“We are so grateful that the Rock & Roll Hall of Fame is honoring Johnny Cash for the 2016 Annual Music Masters series,” said John Carter Cash. “Our father remains one of the most enduring names in entertainment history, and this recognition helps further his legacy and inspire both existing fans as well as a whole new generation of Johnny Cash fans.”
“Throughout his career Johnny Cash transcended genre boundaries and embraced rock and roll, rockabilly, blues, folk, and gospel,” said Jason Hanley, Vice President of Education and Visitor Engagement for the Rock & Roll Hall of Fame. “The 21st Annual Music Masters concert will explore his many musical journeys and include performers who represent the broad range of his influence. What’s so amazing about Cash is that almost every musician you ask will tell you that they love his music – from the rockabilly and country of his Sun Records recordings in the 1950s, and his outlaw image and his famous concerts at Folsom Prison and San Quentin, to his enduring love for June Carter Cash and their music work together (including the great “Ring of Fire”), or his later American Recordings music that frequently saw him putting his own unique musical fingerprints on some of rocks newest sounds (like Depeche Mode’s “Personal Jesus” or Nine Inch Nails, “Hurt”). Fans will also be able to pay tribute to Cash and the longstanding popularity and impact of his work that lives on in our lives throughout the weeklong celebration. Music Masters is about bringing everything we do at the Rock Hall together to look at the life, music, and legacy of an artist.”
The weeklong series of fan events begin on Monday, October 17 and will feature an exhibit opening, interviews, panels and educational programs, including a keynote lecture at Case Western Reserve University. on Friday, October 21, Cash will be honored during the 21st Annual Music Masters series at Playhouse Square. Capping off the week, on Saturday, October 22, fans will be able to participate in a Johnny Cash celebration at the Rock & Roll Hall of Fame with special guests and events exploring Cash’s impact on popular music. Details and a complete schedule of events will be announced in September.
About Johnny Cash:
To millions of fans, Johnny Cash is “the Man in Black,” a country-music legend who sings in an authoritative baritone about the travails of working men and the downtrodden in this country. Lesser known is the fact that Johnny Cash was present at one of the key moments in early rock and roll history by virtue of being one of the earliest signees to Sam Phillips’ Sun Records back in 1955. Cash was part of an elite club of rock and roll pioneers at Sun that included Elvis Presley, Carl Perkins and Jerry Lee Lewis.

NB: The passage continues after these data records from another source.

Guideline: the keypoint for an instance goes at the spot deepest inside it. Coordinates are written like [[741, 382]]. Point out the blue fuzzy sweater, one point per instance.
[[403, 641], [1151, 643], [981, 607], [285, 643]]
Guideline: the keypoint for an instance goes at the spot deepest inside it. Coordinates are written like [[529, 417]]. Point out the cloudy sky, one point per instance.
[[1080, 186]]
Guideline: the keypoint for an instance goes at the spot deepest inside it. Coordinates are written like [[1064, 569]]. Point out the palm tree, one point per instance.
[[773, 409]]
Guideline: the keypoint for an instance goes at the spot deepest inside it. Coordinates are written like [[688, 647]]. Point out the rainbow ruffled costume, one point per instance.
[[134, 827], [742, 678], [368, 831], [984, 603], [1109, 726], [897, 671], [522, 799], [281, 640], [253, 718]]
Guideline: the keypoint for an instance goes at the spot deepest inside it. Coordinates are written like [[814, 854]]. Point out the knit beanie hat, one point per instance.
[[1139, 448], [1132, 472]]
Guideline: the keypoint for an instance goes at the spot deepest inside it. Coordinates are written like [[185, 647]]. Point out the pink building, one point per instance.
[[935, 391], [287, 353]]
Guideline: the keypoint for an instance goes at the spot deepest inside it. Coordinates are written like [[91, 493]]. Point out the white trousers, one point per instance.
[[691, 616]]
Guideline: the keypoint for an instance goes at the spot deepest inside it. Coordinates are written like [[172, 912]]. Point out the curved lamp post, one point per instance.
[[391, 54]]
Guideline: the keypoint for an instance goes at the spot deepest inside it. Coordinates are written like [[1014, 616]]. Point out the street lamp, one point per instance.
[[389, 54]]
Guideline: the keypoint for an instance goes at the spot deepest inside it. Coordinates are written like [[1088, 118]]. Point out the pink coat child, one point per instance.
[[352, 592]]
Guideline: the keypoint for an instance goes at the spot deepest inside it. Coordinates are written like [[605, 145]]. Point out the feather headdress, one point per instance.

The four were collectively referred to as “the Million Dollar Quartet” after an impromptu gathering and jam session at the Sun recording studio on December 4, 1956. What Cash and his group, the Tennessee Two, brought to the “Sun Sound” was a spartan mix of guitar, standup bass and vocals that served as an early example of rockabilly. Cash recorded a string of rockabilly hits for Sun that included “Cry, Cry, Cry,” “Folsom Prison Blues” and “I Walk the Line.” The latter was first of more than a dozen Number one country hits for Cash and also marked his first appearance on the national pop singles charts.
Straddling the country, folk and rockabilly idioms, Johnny Cash has crafted more than 400 plainspoken story-songs that describe and address the lives of coal miners, sharecroppers, Native Americans, prisoners, cowboys, renegades and family men. Cash came by his common touch honestly, having been born in Kingsland, Arkansas, during the Great Depression on February 26, 1932. At age three, he moved with his family to Dyess, Arkansas, where he worked the cotton fields. Cash’s roaming days included laboring at an auto plant in Michigan, serving in the Air Force in Germany and working as an appliance salesman in Memphis. Cash became a full-time musician after his two-sided hit—“So Doggone Lonesome"/"Folsom Prison Blues”—shot to Number Four on the Billboard country chart in 1956. From Sun, he jumped to Columbia Records in 1958, where he recorded such favorites as “Ring of Fire,” “Understand Your Man,” “Don’t Take Your Guns to Town” and “Tennessee Flat-Top Box.” But Cash never forgot his roots, nor did he leave hard times behind. A prototype for the black-clad rebel rocker, Cash cultivated a serious drug problem in the Sixties, which ended when he met his second wife, June Carter, whom he married in 1968.
Some of Cash’s best work includes live albums recorded, quite literally, for captive audiences at Folsom and San Quentin prisons. Johnny Cash at San Quentin included the 1969 hit “A Boy Named Sue,” which went to Number Two. In 1969, Cash cut a duet with Bob Dylan for the latter’s Nashville Skyline, and Dylan returned the favor by appearing on The Johnny Cash Show, a successful TV variety hour that premiered in 1969. All the while, the rugged simplicity and uncut honesty of Cash’s approach was steadily seeping into rock and roll by way of the burgeoning country-rock scene.